Paul - even one pentode has a lot of gain. Running one high-gain pentode stage into a second high-gain stage might have too much gain, along with too much hiss, and too much tendency to microphonics and oscillation.

Those datasheets date from a time when pentodes were a new and expensive luxury, capable of much more gain than any triode that had come before. I think designers were caught up in their newfound ability to get tons of voltage gain out of a single stage, the idea being that you could use fewer stages than you'd need with a triode.

And those designs in the datasheet were probably going to be used with a record player, or reel-to-reel tape recorder, or something else which never got as loud as an electric guitar. They would probably have been fine in that application. But for guitar, input pentodes usually seem to go with intolerable microphonics - the Internet is full of stories about this problem, both for DIY and commercially manufactured amps.
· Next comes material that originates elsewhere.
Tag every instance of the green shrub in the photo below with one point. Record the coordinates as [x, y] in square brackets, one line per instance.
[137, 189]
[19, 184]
Commercial amp designs using pentodes at the input tend to have short lives as commercial products - either the whole model disappear from the manufacturers lineup, or the model name remains, but the pentode disappears from the input stage!

You don't have to use those datasheet values and set up those pentodes for enormous gain, though. If you lower the B+ voltage, lower the anode resistor, and lower the screen grid voltage to get the DC bias to work out right, you can usually manage to get much lower gain.

Merlin Blencowe has an excellent write-up on how to design a small-signal pentode gain stage on his website: The Valve Wizard -Small Signal Pentode

Q1, in note 4 it says Rc2 should be by passed. Does this note refer to Cc2 to ground or should i run a cap in parallel with Rc2? if so what type and value range would work?
The note refers to Cc2 to ground. The screen grid must be at signal ground, otherwise you get very little gain (too little!) from a pentode.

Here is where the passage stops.